The History of Web 3.0 - breily
http://www.readwriteweb.com/archives/web_30_through_the_ages.php

======
hendler
The article, and comments, capture the confusion around how to define a term
Web 3.0. The fact is that it is being used now, effectively, and with no
confusion about definition. Some folks make a good point about the dangers of
marketing co-opting a term. Although, "A rose is still a rose".

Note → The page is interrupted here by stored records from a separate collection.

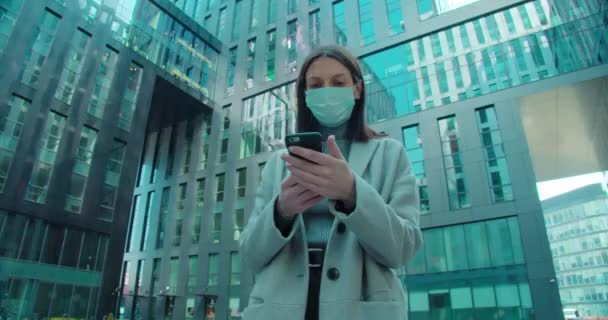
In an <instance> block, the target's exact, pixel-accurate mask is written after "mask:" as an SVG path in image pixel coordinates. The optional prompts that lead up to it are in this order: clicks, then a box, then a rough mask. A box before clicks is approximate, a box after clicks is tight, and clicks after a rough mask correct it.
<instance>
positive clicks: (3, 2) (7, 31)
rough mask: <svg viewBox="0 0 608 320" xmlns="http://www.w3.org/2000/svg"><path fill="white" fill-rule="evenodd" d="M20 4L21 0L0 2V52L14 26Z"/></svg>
mask: <svg viewBox="0 0 608 320" xmlns="http://www.w3.org/2000/svg"><path fill="white" fill-rule="evenodd" d="M22 6H23V1H22V0H13V1H7V2H3V3H2V4H0V54H2V52H3V51H4V48H5V47H6V44H7V43H8V39H9V38H10V36H11V34H12V32H13V29H14V28H15V21H16V20H17V16H18V15H19V12H20V11H21V7H22Z"/></svg>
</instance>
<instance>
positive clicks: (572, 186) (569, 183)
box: [536, 171, 608, 201]
mask: <svg viewBox="0 0 608 320" xmlns="http://www.w3.org/2000/svg"><path fill="white" fill-rule="evenodd" d="M602 181H608V171H605V172H601V171H600V172H595V173H589V174H584V175H580V176H574V177H567V178H562V179H556V180H550V181H544V182H540V183H537V184H536V188H537V189H538V197H539V198H540V201H543V200H545V199H549V198H552V197H555V196H558V195H560V194H563V193H566V192H569V191H572V190H575V189H579V188H582V187H584V186H587V185H590V184H596V183H601V182H602ZM604 185H605V183H604Z"/></svg>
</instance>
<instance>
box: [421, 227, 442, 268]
mask: <svg viewBox="0 0 608 320" xmlns="http://www.w3.org/2000/svg"><path fill="white" fill-rule="evenodd" d="M424 250H425V254H426V265H427V272H428V273H433V272H445V271H446V270H447V267H446V255H445V247H444V240H443V232H442V230H441V229H439V228H438V229H431V230H425V231H424Z"/></svg>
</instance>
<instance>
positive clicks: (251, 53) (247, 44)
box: [245, 38, 255, 89]
mask: <svg viewBox="0 0 608 320" xmlns="http://www.w3.org/2000/svg"><path fill="white" fill-rule="evenodd" d="M254 77H255V38H253V39H250V40H249V41H247V78H246V79H245V89H249V88H252V87H253V79H254Z"/></svg>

I spoke at DERI in Ireland a week before Nova Spivak (twine.com). Read what
Nova has to say about DERI to find out all the "real-world" projects:
[http://novaspivack.typepad.com/nova_spivacks_weblog/2008/03/...](http://novaspivack.typepad.com/nova_spivacks_weblog/2008/03/my-
visit-to-der.html)

When I started getting excited about the semantic web, I thought was a late
bloomer. I started getting interested in distributed "knowledge bases" - or
expert systems - six years ago. The computer science was finished a long time
ago for DAML, description logic, DHTs, and multi-agent systems. The last
several years have been engineering - you know, like when the Eiffel tower was
being built and there were lots of naysayers. Well, it's almost done, and the
conversation should shift from confusion to how you are going to use it -
because probably you already are.

------
lamaw
The highest-quality information is embedded in prices that are generated in
deeply-liquid cash markets.

The next-best info is embedded in prices that are generated in deeply liquid
markets wherein people transact with barter currency (e.g., Second Life).

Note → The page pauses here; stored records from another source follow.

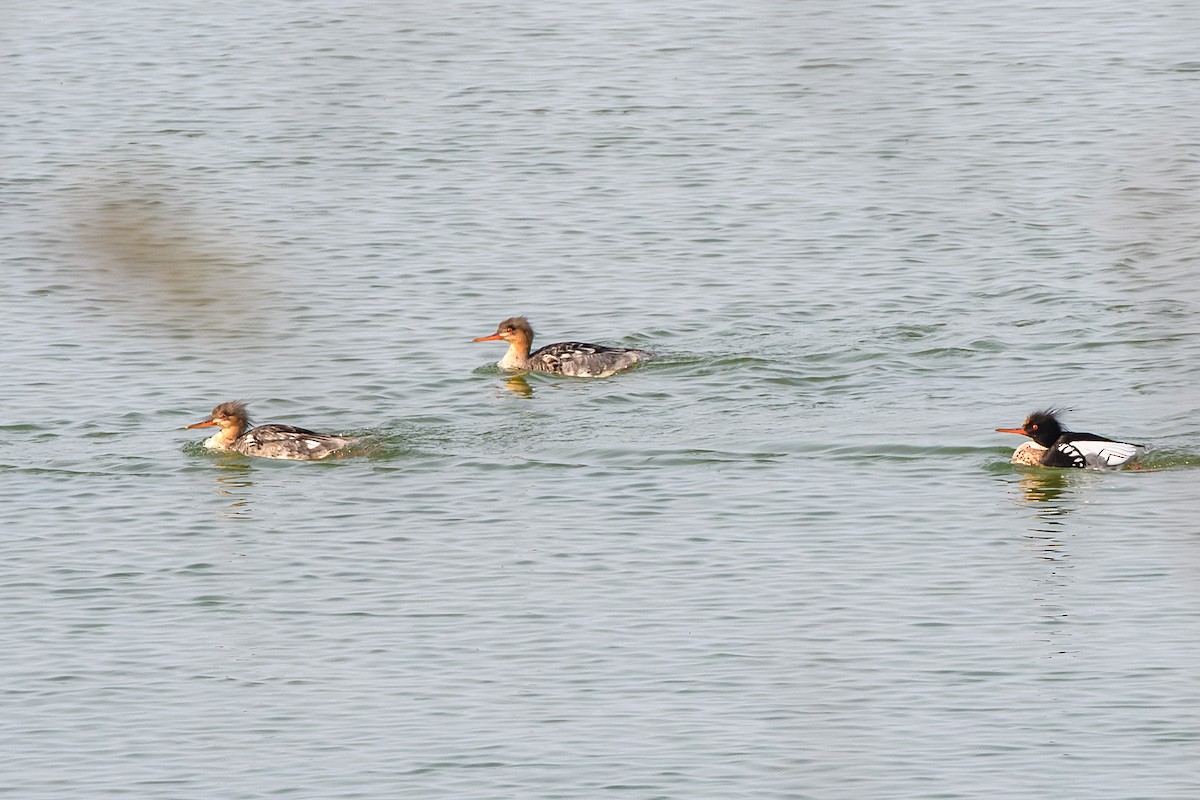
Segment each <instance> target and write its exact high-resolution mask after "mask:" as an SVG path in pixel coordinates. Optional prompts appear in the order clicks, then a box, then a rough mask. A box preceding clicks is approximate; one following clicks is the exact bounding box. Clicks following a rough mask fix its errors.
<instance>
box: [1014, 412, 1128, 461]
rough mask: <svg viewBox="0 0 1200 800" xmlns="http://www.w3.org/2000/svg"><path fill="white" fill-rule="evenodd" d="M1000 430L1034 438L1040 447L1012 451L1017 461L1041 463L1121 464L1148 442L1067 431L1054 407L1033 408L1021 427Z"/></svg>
mask: <svg viewBox="0 0 1200 800" xmlns="http://www.w3.org/2000/svg"><path fill="white" fill-rule="evenodd" d="M996 431H997V432H998V433H1019V434H1021V435H1024V437H1028V438H1030V439H1032V440H1033V444H1036V445H1037V446H1038V447H1039V449H1040V451H1038V450H1033V449H1032V447H1030V443H1028V441H1026V443H1024V444H1022V445H1021V446H1020V447H1018V449H1016V452H1014V453H1013V463H1014V464H1040V465H1042V467H1078V468H1084V467H1102V468H1103V467H1121V465H1123V464H1126V463H1128V462H1130V461H1133V459H1134V458H1136V457H1138V455H1139V453H1141V451H1142V450H1145V449H1146V446H1145V445H1135V444H1132V443H1129V441H1116V440H1114V439H1109V438H1108V437H1098V435H1096V434H1094V433H1078V432H1075V431H1066V429H1063V427H1062V423H1060V422H1058V417H1057V413H1056V411H1055V410H1052V409H1048V410H1045V411H1034V413H1033V414H1030V416H1028V417H1027V419H1026V420H1025V423H1024V425H1022V426H1021V427H1019V428H996Z"/></svg>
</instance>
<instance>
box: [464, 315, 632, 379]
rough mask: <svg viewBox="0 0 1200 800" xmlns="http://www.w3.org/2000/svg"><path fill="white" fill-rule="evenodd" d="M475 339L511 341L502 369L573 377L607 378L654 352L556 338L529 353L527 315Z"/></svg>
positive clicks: (631, 366)
mask: <svg viewBox="0 0 1200 800" xmlns="http://www.w3.org/2000/svg"><path fill="white" fill-rule="evenodd" d="M475 341H476V342H494V341H504V342H508V344H509V349H508V351H506V353H505V354H504V357H503V359H500V360H499V361H497V366H499V367H500V369H516V371H533V372H548V373H551V374H556V375H570V377H572V378H607V377H608V375H611V374H613V373H617V372H620V371H622V369H628V368H629V367H632V366H634V365H635V363H641V362H642V361H646V360H647V359H650V357H653V356H654V354H653V353H648V351H646V350H638V349H635V348H611V347H605V345H602V344H589V343H587V342H557V343H554V344H547V345H546V347H544V348H539V349H538V350H534V351H533V353H529V348H530V347H532V344H533V326H532V325H529V320H527V319H526V318H524V317H511V318H509V319H505V320H504V321H503V323H500V325H499V327H497V329H496V333H493V335H491V336H481V337H479V338H476V339H475Z"/></svg>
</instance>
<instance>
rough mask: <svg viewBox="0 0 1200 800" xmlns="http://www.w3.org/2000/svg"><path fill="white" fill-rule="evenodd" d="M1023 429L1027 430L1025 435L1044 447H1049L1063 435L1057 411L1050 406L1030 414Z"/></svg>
mask: <svg viewBox="0 0 1200 800" xmlns="http://www.w3.org/2000/svg"><path fill="white" fill-rule="evenodd" d="M1021 429H1022V431H1025V435H1027V437H1028V438H1030V439H1033V440H1034V441H1036V443H1038V444H1039V445H1042V446H1043V447H1049V446H1050V445H1052V444H1054V443H1055V441H1056V440H1057V439H1058V437H1061V435H1062V425H1061V423H1060V422H1058V416H1057V411H1056V410H1055V409H1050V408H1048V409H1046V410H1044V411H1034V413H1033V414H1030V415H1028V417H1026V420H1025V425H1022V426H1021Z"/></svg>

Of course, a chief virtue of the Web is its openness and adaptability (i.e.,
its capacity to migrate intelligence "to the edge").

A key to fulfilling the promise of Web 3.0, then, is proliferating online
markets that:

1) separately or in combination, provide people with new and improved ways to
develop, showcase and earn money from expertise

2) supply barter currencies for use by market participants (who can also use
cash, of course)

Details are online at <http://www.loveatmadisonandwall.com>.

Best,

------
cousin_it
I don't think we can have Web 3.0 before Web 2.0 goes bust like Web 1.0 did.
We need a valley before the next peak.